Der zweite Kanal im MERTIS-Instrument misst die Oberflächentemperatur direkt. Auch das wird ein Novum sein: Bisher gibt es nur Modelle zur Temperatur der Oberfläche. Mit MERTIS können wir zum Beispiel die Temperatur in den Kratern an den Polen des Merkurs messen, deren schüsselförmige innere Vertiefungen immer im Schatten liegen. Ist es dort wirklich kalt genug für Wassereis? Da wir die Temperatur zu vielen verschiedenen Tageszeiten messen, kann MERTIS auch etwas darüber sagen wie fein das Material an der Oberfläche ist. Feines Material kühlt in der Nacht schneller aus, Felsen halten die Wärme länger. Selbst ohne einen Lander bekommen wir so ein sehr detailliertes Bild der Oberfläche.

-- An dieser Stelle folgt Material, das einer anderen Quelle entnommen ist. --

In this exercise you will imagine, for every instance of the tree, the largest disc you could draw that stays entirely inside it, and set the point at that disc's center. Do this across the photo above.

MERTIS ist eine Kooperation zwischen den DLR-Instituten für Planetenforschung und Optische Sensorsysteme in Berlin-Adlershof und der Westfälischen Wilhelms-Universität Münster. Die Komponenten für MERTIS wurden bei einer Reihe von Partnern hergestellt - unter anderem dem Space Research Center in Warschau (Polen), dem Leibniz-Institut für Photonische Technologien und dem Fraunhofer Institut für Angewandte Optik und Feinmechanik, beide in Jena, Astro Feinwerktechnik in Berlin und und der OHB Systems AG in München. MERTIS enthält eine Reihe von neuen Technologien. So ist der Hauptdetektor von MERTIS ein ungekühltes Mikrobolometer - der erste Chip dieser Art, der in Europa für Weltraumanwendungen qualifiziert wurde. Der große Vorteil dieses Detektors ist, dass er eine hohe Empfindlichkeit bietet, ohne dass er auf tiefe Temperaturen gekühlt werden muss. Das ist in der heißen Umgebung des Merkur natürlich ein großer Vorteil. MERTIS konnte damit kleiner und leichter gebaut werden als vorherige Spektrometer für das thermische Infrarot und bringt gerade mal 3 kg auf die Waage.

Quelle: DLR (CC-BY 3.0)
Das MERTIS Flugmodell kurz vor der Auslieferung an die ESA im Sommer 2013

Der zweite Detektor für die Messung der Temperatur ist auch eine Besonderheit. Direkt aus einem Stück Silizium geätzt, ist der gesamte Sensor nur 3,6 mm mal 1 mm groß und bildet den Spalt für das Spektrometer. Dieses hoch integrierte Konzept ist ein weiteres Novum des MERTIS-Instruments. Insgesamt hat das Instrument dadurch nicht nur weniger Masse, sondern MERTIS braucht auch nur 10 Watt für seinen Betrieb. Um die Temperaturen im Instrument niedrig zu halten, wurde vor die Optik ein sogenanntes Baffle gesetzt, eine Art Streulichtblende, die alle Strahlung reflektiert, die nicht direkt in die Optik fällt. Im Betrieb um den Merkur wird das Baffle an seiner Spitze Temperaturen von deutlich über 100°C aushalten müssen, während es am anderen Ende nie wärmer als 30°C wird.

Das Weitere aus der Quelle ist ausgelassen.